When the cascade fires
Two scenarios trip the rollup:
Scenario A — the integration itself went down
The integration reports unreachable or has bad credentials. The monitor opens an integration-level ticket as usual. From that moment on, any device-offline event for a device behind the same integration cascades: instead of opening a fresh per-device ticket, the device is added to the parent's recovery checklist.
Scenario B — many devices fall off a healthy integration
A subset of devices on an otherwise-healthy integration drops off (a VLAN went down, a firmware push went bad, a customer's local controller crashed). The first few device-offline events open standalone tickets — the monitor can't predict the fanout from one or two events.

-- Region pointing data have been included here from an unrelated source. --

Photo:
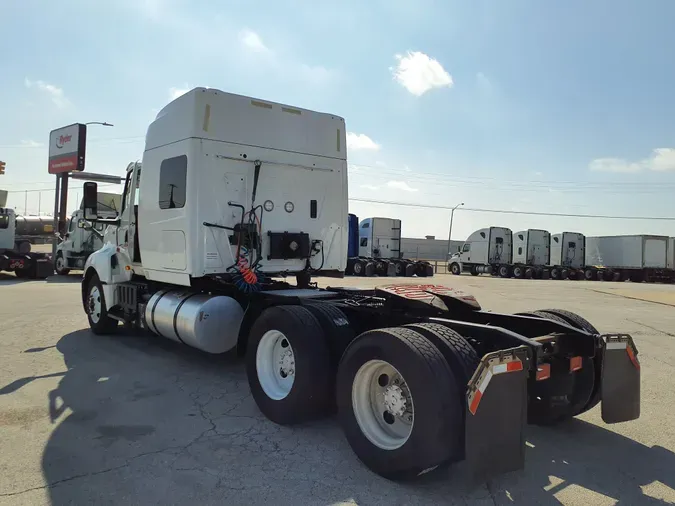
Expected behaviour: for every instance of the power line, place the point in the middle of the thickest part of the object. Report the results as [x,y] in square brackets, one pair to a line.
[531,184]
[95,140]
[505,211]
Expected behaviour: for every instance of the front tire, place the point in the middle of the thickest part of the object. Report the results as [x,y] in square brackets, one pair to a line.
[396,397]
[288,365]
[61,265]
[96,309]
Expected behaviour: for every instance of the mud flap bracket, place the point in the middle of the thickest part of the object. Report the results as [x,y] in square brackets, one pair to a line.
[620,379]
[496,413]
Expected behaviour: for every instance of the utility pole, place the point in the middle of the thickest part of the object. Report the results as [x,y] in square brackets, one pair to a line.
[452,214]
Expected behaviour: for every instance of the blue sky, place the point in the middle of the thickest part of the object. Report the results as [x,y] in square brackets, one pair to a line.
[517,105]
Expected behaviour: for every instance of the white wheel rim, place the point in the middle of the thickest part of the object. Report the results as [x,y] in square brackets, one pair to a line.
[382,404]
[275,365]
[94,302]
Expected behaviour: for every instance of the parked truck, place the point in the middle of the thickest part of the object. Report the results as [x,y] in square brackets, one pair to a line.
[80,241]
[486,251]
[628,257]
[568,250]
[32,230]
[380,251]
[23,264]
[236,194]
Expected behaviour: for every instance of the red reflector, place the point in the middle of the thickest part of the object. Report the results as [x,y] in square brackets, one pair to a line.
[543,372]
[633,358]
[575,363]
[475,402]
[514,366]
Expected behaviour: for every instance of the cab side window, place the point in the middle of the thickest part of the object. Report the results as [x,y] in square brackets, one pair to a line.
[173,182]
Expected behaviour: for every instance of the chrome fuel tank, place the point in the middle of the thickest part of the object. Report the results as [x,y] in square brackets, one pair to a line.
[207,322]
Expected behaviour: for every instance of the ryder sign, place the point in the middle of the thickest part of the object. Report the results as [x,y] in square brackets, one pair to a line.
[66,148]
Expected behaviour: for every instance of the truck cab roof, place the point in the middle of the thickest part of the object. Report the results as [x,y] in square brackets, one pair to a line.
[208,113]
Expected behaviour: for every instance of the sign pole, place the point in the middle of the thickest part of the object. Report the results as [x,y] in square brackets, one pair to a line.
[63,204]
[55,239]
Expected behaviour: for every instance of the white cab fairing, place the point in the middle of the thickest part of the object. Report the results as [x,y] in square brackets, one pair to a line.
[209,142]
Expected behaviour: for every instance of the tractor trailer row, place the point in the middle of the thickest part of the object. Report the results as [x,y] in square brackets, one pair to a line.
[535,253]
[374,249]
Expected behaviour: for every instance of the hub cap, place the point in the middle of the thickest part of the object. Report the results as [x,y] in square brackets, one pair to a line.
[275,365]
[382,404]
[94,304]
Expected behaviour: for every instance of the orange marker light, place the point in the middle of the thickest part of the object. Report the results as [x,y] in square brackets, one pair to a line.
[575,363]
[543,372]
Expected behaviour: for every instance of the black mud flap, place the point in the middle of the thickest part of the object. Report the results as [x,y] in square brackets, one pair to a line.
[620,379]
[44,269]
[496,413]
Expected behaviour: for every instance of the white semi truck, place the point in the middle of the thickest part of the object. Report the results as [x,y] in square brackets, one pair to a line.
[486,251]
[380,251]
[80,241]
[24,264]
[236,193]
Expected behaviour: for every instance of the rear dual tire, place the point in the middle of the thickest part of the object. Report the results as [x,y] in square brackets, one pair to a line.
[288,365]
[407,432]
[424,428]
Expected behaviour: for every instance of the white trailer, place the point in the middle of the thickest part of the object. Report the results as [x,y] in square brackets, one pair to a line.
[236,193]
[628,257]
[568,250]
[24,264]
[531,250]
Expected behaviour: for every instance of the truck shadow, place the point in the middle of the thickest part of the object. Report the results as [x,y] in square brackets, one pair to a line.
[581,462]
[70,278]
[142,418]
[10,279]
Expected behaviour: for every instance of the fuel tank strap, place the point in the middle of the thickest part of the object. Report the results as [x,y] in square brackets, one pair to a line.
[175,316]
[160,294]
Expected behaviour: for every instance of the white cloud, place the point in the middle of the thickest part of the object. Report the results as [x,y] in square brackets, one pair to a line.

When the count of recent device-offline tickets on the same integration crosses the fanout threshold inside the fanout window, the monitor retroactively promotes: it opens an integration-level parent ticket, resolves the standalone device tickets with a "Merged into cascade " note on each, and adds the devices to the parent's checklist.

What the user sees
- Tickets list — A small Multiple devices offline chip next to the title for any ticket where the row is a cascade parent. The chip is the only visual signal — there are no member tickets to expand to.

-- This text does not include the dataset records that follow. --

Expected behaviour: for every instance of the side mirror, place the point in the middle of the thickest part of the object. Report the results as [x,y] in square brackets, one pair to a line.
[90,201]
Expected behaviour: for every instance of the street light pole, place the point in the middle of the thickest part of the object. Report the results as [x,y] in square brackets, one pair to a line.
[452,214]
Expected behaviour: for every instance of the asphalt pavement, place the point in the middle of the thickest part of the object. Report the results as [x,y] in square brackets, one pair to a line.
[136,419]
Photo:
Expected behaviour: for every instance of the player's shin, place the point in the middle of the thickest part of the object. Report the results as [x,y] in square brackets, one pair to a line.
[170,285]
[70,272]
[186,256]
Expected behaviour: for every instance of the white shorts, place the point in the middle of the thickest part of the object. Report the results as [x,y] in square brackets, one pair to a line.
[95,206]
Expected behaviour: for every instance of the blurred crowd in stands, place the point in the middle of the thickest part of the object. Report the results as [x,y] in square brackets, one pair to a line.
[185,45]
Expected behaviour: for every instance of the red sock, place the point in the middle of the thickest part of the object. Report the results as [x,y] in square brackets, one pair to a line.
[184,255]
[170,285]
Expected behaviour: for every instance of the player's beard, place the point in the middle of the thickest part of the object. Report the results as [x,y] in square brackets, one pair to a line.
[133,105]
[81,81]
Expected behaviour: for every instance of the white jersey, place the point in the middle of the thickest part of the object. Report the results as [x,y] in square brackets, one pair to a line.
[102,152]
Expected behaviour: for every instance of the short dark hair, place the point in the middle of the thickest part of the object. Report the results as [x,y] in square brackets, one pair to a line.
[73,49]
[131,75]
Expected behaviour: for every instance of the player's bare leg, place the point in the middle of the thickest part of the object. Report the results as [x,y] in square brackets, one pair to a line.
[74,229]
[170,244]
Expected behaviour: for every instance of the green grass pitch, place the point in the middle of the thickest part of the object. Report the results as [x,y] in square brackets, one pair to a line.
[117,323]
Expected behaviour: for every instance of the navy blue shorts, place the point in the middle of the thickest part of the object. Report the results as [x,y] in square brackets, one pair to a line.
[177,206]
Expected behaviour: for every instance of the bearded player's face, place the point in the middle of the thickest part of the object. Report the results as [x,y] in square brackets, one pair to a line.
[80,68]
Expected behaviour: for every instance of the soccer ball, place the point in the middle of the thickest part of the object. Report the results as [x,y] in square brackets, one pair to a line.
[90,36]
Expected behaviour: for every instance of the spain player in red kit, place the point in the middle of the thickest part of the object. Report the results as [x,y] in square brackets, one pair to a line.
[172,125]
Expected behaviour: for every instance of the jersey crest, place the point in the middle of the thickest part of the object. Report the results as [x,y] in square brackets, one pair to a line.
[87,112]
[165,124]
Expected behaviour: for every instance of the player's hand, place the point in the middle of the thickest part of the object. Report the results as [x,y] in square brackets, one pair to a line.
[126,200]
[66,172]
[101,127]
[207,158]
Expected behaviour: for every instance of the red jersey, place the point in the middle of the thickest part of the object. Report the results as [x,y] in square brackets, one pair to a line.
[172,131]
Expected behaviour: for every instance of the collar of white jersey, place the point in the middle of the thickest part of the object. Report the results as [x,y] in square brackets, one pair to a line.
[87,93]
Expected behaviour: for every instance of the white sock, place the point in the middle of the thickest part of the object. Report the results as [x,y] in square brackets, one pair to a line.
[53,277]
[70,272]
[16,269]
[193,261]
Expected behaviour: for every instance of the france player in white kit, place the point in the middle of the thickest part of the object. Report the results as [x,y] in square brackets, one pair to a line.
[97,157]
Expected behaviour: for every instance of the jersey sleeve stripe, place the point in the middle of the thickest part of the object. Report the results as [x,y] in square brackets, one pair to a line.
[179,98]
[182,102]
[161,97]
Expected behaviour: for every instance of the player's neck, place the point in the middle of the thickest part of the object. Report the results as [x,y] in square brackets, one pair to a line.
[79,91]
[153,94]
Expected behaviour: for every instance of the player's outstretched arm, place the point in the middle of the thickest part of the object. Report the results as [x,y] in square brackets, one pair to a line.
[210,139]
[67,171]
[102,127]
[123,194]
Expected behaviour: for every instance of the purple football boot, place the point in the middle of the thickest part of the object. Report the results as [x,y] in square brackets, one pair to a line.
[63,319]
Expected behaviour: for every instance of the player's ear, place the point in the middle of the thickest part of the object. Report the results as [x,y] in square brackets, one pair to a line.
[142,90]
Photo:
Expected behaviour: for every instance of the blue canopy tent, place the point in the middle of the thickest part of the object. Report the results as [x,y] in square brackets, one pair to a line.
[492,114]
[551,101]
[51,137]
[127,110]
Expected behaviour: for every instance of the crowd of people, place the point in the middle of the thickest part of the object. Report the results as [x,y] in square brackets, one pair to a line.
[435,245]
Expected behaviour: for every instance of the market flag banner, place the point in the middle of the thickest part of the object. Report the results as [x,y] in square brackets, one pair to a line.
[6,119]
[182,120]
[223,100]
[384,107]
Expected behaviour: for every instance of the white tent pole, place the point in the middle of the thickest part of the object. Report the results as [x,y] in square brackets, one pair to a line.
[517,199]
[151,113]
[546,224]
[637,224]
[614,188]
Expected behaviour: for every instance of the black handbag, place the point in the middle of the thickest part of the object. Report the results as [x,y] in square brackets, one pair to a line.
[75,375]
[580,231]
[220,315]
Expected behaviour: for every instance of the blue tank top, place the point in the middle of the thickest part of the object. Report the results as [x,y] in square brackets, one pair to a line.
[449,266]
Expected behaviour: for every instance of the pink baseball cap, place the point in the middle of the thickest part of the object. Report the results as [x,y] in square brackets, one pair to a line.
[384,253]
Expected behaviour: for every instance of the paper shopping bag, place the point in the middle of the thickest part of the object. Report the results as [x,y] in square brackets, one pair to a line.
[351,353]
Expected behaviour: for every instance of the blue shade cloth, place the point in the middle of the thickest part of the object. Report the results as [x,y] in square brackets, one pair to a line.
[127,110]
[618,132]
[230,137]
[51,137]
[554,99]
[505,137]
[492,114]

- Ticket detail page — When the ticket is a cascade parent, the description body carries the recovery checklist as a GFM task list. A short status banner above reads
Cascade status: X of Y devices recovered.The checkboxes update automatically as devices recover.
End-of-incident behaviour
- All members recover — the parent's description hits "Y of Y recovered" and the monitor auto-resolves the parent with an "All affected devices recovered" note.
- The integration itself recovers (Scenario A) — the monitor ends the active cascade regardless of outstanding members. Any devices still offline re-enter normal observation and may open standalone tickets after their own debounce.

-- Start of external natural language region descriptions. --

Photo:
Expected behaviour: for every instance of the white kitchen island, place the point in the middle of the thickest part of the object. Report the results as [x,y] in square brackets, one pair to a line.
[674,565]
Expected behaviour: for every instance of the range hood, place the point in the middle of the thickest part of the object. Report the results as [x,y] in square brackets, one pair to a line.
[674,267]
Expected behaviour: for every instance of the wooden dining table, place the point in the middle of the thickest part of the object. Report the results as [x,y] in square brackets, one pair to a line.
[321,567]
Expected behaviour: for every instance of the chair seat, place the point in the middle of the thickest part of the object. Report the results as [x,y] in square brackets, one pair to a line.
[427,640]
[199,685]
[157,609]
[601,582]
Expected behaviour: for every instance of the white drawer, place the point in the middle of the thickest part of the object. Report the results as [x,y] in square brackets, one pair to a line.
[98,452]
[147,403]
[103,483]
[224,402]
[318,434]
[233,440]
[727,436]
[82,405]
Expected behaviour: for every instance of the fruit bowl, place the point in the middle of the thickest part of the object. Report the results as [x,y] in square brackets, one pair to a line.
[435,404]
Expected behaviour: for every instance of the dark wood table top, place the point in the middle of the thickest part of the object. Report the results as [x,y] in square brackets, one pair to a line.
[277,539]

- The fanout window expires before recovery — no auto-action. Stragglers will re-fire on their next observation cycle and open standalone tickets — at which point Scenario B may re-promote them if the threshold trips again.
Why "cascade" and not "outage"
The word "outage" is reserved for a future Neowit-declared platform-outage feature where operators can declare "Microsoft is down right now, expected ticket noise" before any single ticket fires. The current rollup is automatic — there's no operator declaration involved — so it's called a cascade in the UI and KB.
Configuration
The fanout window and threshold are platform-tuned (not per-org). Defaults:
- Window: 10 minutes
- Threshold: 10 devices
Both defaults are deliberately conservative; the window covers a typical reauth-then-reconnect cycle, and the threshold ignores small clusters where the noise floor is already low. If your environment routinely produces fanouts below threshold, talk to support about tuning — the values aren't customer-exposed yet.